Site Reliability Engineering (SRE) at Google is an engineering discipline that combines software and systems engineering to build and run large-scale, massively distributed, fault-tolerant systems. As an SRE, you'll ensure Google's services have appropriate reliability and uptime while maintaining performance and capacity. The role focuses on optimizing existing systems, building infrastructure, and automating operations.
SRE at Google emphasizes limiting operational work, conducting blameless postmortems, and proactively identifying potential outages. The team culture values diversity, intellectual curiosity, and problem-solving in a blame-free environment. You'll work with various tools and approaches to solve a broad spectrum of problems.

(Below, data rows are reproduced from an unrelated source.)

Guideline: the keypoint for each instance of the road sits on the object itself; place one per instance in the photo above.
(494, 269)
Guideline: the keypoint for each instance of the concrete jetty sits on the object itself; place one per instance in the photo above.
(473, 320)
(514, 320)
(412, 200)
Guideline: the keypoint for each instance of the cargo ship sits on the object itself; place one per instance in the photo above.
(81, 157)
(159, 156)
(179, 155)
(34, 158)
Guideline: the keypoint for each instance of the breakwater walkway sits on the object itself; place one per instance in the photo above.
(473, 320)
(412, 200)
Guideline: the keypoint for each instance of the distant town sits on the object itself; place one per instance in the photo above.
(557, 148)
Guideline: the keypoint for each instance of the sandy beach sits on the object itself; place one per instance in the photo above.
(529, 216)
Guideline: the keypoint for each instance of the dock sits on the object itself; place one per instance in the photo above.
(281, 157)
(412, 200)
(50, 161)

The position offers opportunities to collaborate with people from diverse backgrounds and perspectives. Google encourages self-direction on meaningful projects while providing support and mentorship for growth. You'll be part of a team that builds creative engineering solutions to operations problems and maintains Google's internally critical and externally-visible systems.
This role combines traditional software development with systems engineering, requiring both coding skills and systems knowledge. You'll work on optimizing existing systems, building infrastructure, and creating automation solutions. The position offers exposure to large-scale distributed systems and the chance to impact Google's global infrastructure.
As part of Google's commitment to diversity and inclusion, they welcome Indigenous applicants and have a vision of empowerment and equitable opportunity for all Aboriginal and Torres Strait Islander peoples.